Ok people i need help-
1.My dad is hittin seventy im 18 and recently finished education
He has always been a violent alcoholic and has recently has sorted himself out so things are a little strange t home.
2.in June this year he kicked me out (pre sober) and i moved in with 3 guys and now there my best friends ill ever have.
3.I got to know one of them particulary well and we started to form a relationship.he’s 23 and has a child from a previous relationship.his ex is a bit of a psycho and has put him through a lot.
4.Then last night she was ringing him all day saying she knew about me and end it or he’ll never see the child.i did not know this however and got message saying its best to end things its not working out im sorry your fantastic etc etc.it really broke my heart i couldn understand what i did to deserve that.
5.i understand his child comes first and her mother is EVIL e.g. she leaves her child with strangers for weekends and goes off drinkin and goes to college drunk and always has parties in the house while the child is there.

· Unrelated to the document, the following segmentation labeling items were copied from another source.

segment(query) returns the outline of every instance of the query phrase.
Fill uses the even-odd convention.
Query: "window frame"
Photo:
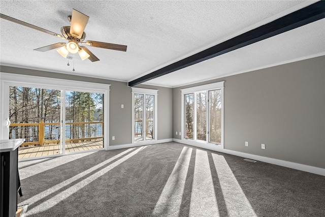
[[[157,140],[157,126],[158,126],[158,90],[157,89],[147,89],[144,88],[139,88],[139,87],[132,87],[132,144],[145,144],[145,143],[152,143],[153,141],[155,140]],[[153,104],[153,118],[154,118],[154,123],[153,123],[153,139],[147,140],[145,139],[146,138],[146,132],[144,132],[144,129],[146,129],[146,126],[145,126],[145,121],[144,124],[143,125],[143,140],[140,141],[136,141],[135,140],[134,134],[135,134],[135,112],[134,112],[134,107],[135,107],[135,94],[141,94],[143,95],[143,101],[144,102],[146,101],[146,97],[147,95],[153,95],[154,96],[154,104]],[[145,110],[146,110],[146,105],[145,103],[144,103],[143,107],[143,120],[145,120]]]
[[[44,89],[54,89],[64,91],[73,90],[81,92],[98,92],[104,94],[104,127],[105,129],[104,145],[105,150],[108,150],[109,146],[109,93],[111,84],[98,83],[88,82],[75,80],[70,80],[59,78],[52,78],[45,77],[39,77],[31,75],[20,75],[0,72],[1,80],[0,81],[0,108],[2,112],[0,115],[1,128],[3,129],[0,132],[0,139],[8,139],[9,128],[6,127],[6,119],[9,118],[7,112],[9,111],[9,86],[25,86],[27,87],[36,87]],[[61,97],[61,104],[65,104],[66,96]],[[61,106],[62,107],[62,106]],[[61,111],[62,112],[62,111]],[[62,114],[62,119],[66,119],[65,112]],[[62,131],[65,132],[65,125],[62,125]],[[62,138],[65,137],[62,134]],[[64,150],[64,148],[63,148]],[[80,153],[82,151],[79,152]],[[64,151],[63,154],[66,154]],[[67,153],[68,154],[68,153]]]
[[[220,147],[221,148],[224,148],[224,81],[220,81],[216,83],[213,83],[208,84],[205,84],[200,86],[196,86],[192,87],[189,87],[185,89],[181,89],[181,132],[182,132],[182,135],[181,137],[181,140],[182,142],[183,142],[186,144],[188,144],[189,145],[196,145],[197,143],[200,143],[203,144],[207,144],[207,145],[216,145],[218,147]],[[206,135],[206,141],[199,140],[197,139],[197,96],[198,92],[205,92],[206,93],[206,97],[207,96],[208,99],[209,99],[209,91],[210,90],[217,90],[220,89],[221,90],[220,97],[221,97],[221,143],[215,143],[212,142],[209,142],[210,139],[210,135],[208,135],[207,133]],[[185,138],[185,98],[184,96],[185,95],[189,94],[193,94],[193,139],[187,139]],[[209,110],[209,108],[210,105],[209,104],[209,101],[207,99],[206,99],[206,103],[207,103],[207,121],[206,121],[206,127],[207,127],[207,132],[210,132],[210,112],[208,111]]]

6.And im so not that way i don drink the guys family love me the guy tom* even said im such a decent perfect girl and e cant understand why shes doing this.
7.im literally in peices but i accept we cannot do anything until an upcoming courtcase in november over custody of the child.
8.we re both now miserable im here for him as a friend if thats all i can be bt its not right lik,what can i do im lost and hurting:(
9.My step sister 27 is also recovering from alcohol over the summer but i cut off contact with her and ignored her cos i couldn cope ,she has tried to contact me several times but not recently and i dont know how to initiate talking to her i don wanna jus cal her up.
10.iv been suffering depression from pure highs to pure lows that last for days where i would be home alone and wouldn wanna talk to any one jus go do my own thing,my friends understand what im like and get worried as we had a close friend who comited suicide.
11.im not going to college till next sept and im trying to find myself i feel lost especially now since the one person i turned to is dealing with a lot and listening to me mumble on about problems that probly insignificant to most people.